Our proposed approach has two limitations. First, although our proposed MUP features were a decisive factor, combining them with content deep-learning strategies could enhance the overall accuracy. Second, we limited our classification to only three classes. However, other types can be added in order to make our approach more generalizable.
6 Conclusion
Nowadays, social networks have become an important part of our everyday life. These platforms are used not only by humans to share content and follow others, but also by bots to spread misinformation and pollute content. Moreover, the organizations used these platforms to spread information and engage their users.
Classifying the patterns of users from those of humans, bots and organizations can help users focus on valuable social accounts, get effective information, ensure their own security and avoid network traps etc.

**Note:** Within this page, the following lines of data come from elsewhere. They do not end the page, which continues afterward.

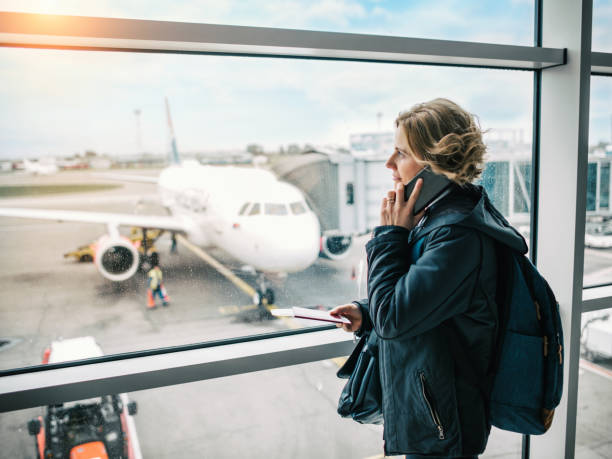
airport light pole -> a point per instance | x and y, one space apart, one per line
138 133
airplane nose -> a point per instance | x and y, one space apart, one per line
295 245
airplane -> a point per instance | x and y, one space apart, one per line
39 167
260 221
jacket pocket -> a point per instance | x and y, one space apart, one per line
431 405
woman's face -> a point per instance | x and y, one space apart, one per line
402 161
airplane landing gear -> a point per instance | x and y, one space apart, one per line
264 294
260 296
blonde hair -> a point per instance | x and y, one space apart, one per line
445 137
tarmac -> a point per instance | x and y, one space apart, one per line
286 412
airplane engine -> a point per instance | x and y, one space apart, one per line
116 258
335 247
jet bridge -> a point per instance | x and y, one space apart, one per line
343 190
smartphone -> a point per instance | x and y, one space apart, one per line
433 186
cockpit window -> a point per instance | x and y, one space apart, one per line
297 208
255 210
275 209
243 208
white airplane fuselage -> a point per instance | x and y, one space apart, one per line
260 221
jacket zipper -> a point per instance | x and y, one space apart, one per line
434 414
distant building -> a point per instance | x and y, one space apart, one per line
372 143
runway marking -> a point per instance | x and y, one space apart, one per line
594 368
233 309
242 285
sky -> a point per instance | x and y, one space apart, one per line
64 102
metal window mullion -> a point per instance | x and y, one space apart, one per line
563 178
601 64
112 34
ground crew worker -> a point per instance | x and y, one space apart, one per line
156 285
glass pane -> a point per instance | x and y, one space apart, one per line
602 26
287 412
598 230
595 386
85 127
504 21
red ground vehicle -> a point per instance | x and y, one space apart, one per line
100 427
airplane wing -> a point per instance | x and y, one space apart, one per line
126 177
164 222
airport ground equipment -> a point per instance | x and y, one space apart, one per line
100 427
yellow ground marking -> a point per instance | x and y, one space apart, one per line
242 285
233 309
229 275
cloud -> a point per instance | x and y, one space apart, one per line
87 99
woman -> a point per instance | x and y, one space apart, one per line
431 289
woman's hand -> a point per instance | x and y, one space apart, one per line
396 211
352 313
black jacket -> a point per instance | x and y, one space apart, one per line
436 315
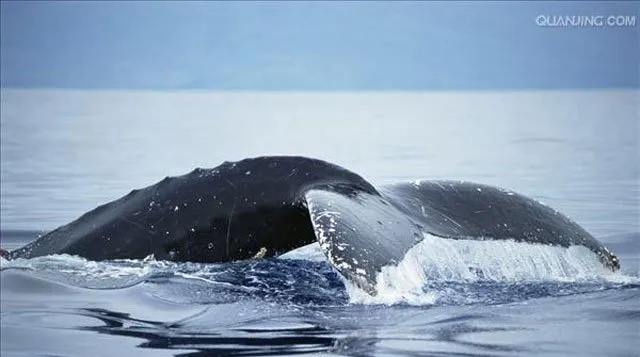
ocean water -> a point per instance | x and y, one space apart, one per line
63 153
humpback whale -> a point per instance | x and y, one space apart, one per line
266 206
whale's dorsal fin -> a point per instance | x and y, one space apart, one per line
360 233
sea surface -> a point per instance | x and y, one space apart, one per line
63 153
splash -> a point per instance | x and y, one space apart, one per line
438 261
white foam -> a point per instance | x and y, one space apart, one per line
311 252
467 261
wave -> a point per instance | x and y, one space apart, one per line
436 271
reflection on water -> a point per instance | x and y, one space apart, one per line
63 153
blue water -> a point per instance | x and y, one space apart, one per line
65 152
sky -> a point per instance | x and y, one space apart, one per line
319 46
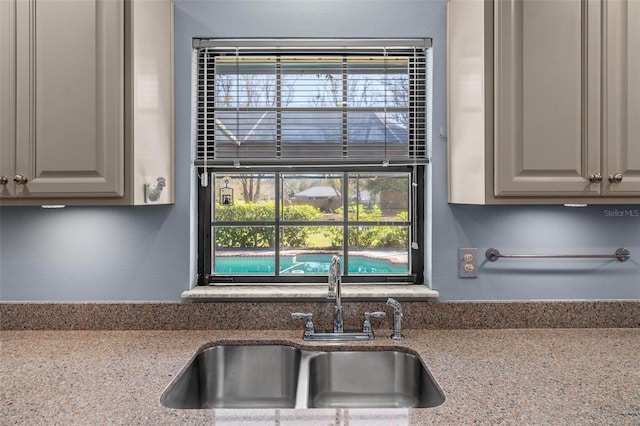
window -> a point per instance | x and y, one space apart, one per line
306 149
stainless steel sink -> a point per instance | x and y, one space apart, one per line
386 379
237 376
280 376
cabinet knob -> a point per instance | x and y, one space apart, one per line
595 178
20 180
615 178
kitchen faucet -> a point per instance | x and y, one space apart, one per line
335 284
338 334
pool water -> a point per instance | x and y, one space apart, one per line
303 264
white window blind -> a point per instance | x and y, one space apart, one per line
318 103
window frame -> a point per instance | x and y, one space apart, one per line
416 251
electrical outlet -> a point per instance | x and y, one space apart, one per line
467 262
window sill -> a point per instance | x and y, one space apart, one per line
309 292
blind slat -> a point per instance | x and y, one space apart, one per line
261 104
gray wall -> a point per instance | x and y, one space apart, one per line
144 253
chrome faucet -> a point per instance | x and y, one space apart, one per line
397 318
335 284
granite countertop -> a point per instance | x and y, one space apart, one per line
525 376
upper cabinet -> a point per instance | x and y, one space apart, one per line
86 99
542 97
621 115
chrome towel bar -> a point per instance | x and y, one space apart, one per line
621 254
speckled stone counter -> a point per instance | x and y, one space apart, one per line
527 376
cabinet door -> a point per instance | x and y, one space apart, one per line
70 89
547 97
622 97
7 97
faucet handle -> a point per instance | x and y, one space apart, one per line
397 318
366 327
308 327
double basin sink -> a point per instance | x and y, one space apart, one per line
283 376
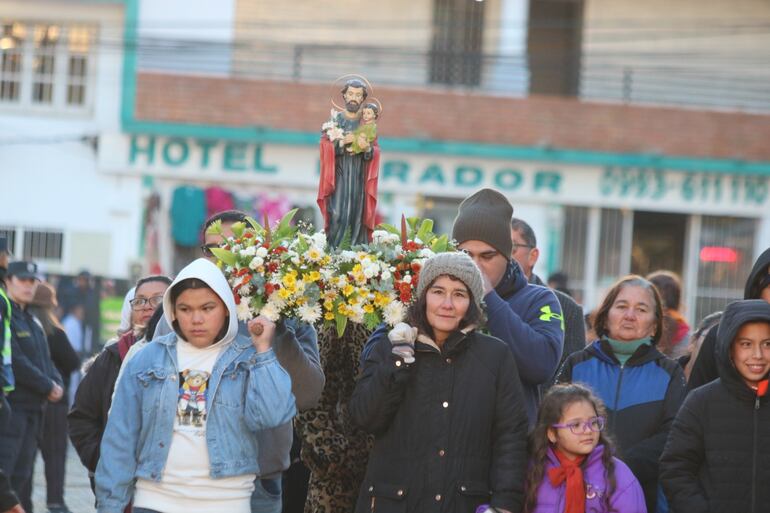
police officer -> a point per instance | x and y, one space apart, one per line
36 380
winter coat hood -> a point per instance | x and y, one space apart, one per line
736 315
760 269
210 274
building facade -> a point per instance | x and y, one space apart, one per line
230 100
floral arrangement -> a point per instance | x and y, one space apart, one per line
289 272
274 273
331 129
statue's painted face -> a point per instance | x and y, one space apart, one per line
353 98
368 114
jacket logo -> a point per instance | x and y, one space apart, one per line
548 315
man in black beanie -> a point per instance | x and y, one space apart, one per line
525 316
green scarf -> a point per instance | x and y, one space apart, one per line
624 350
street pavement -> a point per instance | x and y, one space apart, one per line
77 490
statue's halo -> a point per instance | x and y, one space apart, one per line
340 83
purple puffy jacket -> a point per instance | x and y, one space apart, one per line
628 496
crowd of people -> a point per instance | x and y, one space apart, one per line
492 395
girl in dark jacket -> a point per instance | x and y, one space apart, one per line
640 386
718 452
93 399
445 404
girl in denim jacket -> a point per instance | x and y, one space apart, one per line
181 433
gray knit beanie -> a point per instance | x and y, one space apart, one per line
485 216
456 264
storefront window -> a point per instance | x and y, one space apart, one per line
726 254
573 249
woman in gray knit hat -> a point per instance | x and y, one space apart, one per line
444 402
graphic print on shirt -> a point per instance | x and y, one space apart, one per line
191 406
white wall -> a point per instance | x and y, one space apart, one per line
50 177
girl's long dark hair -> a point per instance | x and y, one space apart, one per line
551 409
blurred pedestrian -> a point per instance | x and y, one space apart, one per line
444 402
641 387
181 436
93 399
705 370
37 381
696 341
6 368
572 465
53 444
559 281
526 253
526 317
716 455
676 331
9 503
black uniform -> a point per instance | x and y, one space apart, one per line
35 376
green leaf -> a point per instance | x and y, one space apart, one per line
215 228
389 228
371 320
341 321
425 233
440 244
238 229
225 256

In this paper, we presented an efficient statistical-based approach for classifying user accounts on Twitter. The suggested approach aims to accurately classify user accounts by leveraging a minimal number of language-independent features extracted from one single observation.
Our proposed approach may offer an important advantage by using it both at the user-level and at the post-level with high accuracy results. Experiments demonstrated that our proposed MUP features are sufficient in order to accurately classify user accounts as those of humans, bots or organizations. Our final predictive model yielded high accuracy results (>95%).
As future works, we plan to enrich our model with other labelled user types. We will make our proposed framework an open source in order to ensure the comparability with future works and allow the research community to perform post-level or user-level classification tasks using it. In addition, we will extend our work to be able to detect the topic of the classified post. Our proposed work is very important to both academia and industry. We will use our proposed framework to analyze Twitter conversations in different contexts to determine the extent of the interference of bots, humans and organizations with public discourse, and to understand how their sophistication and capabilities evolve over time.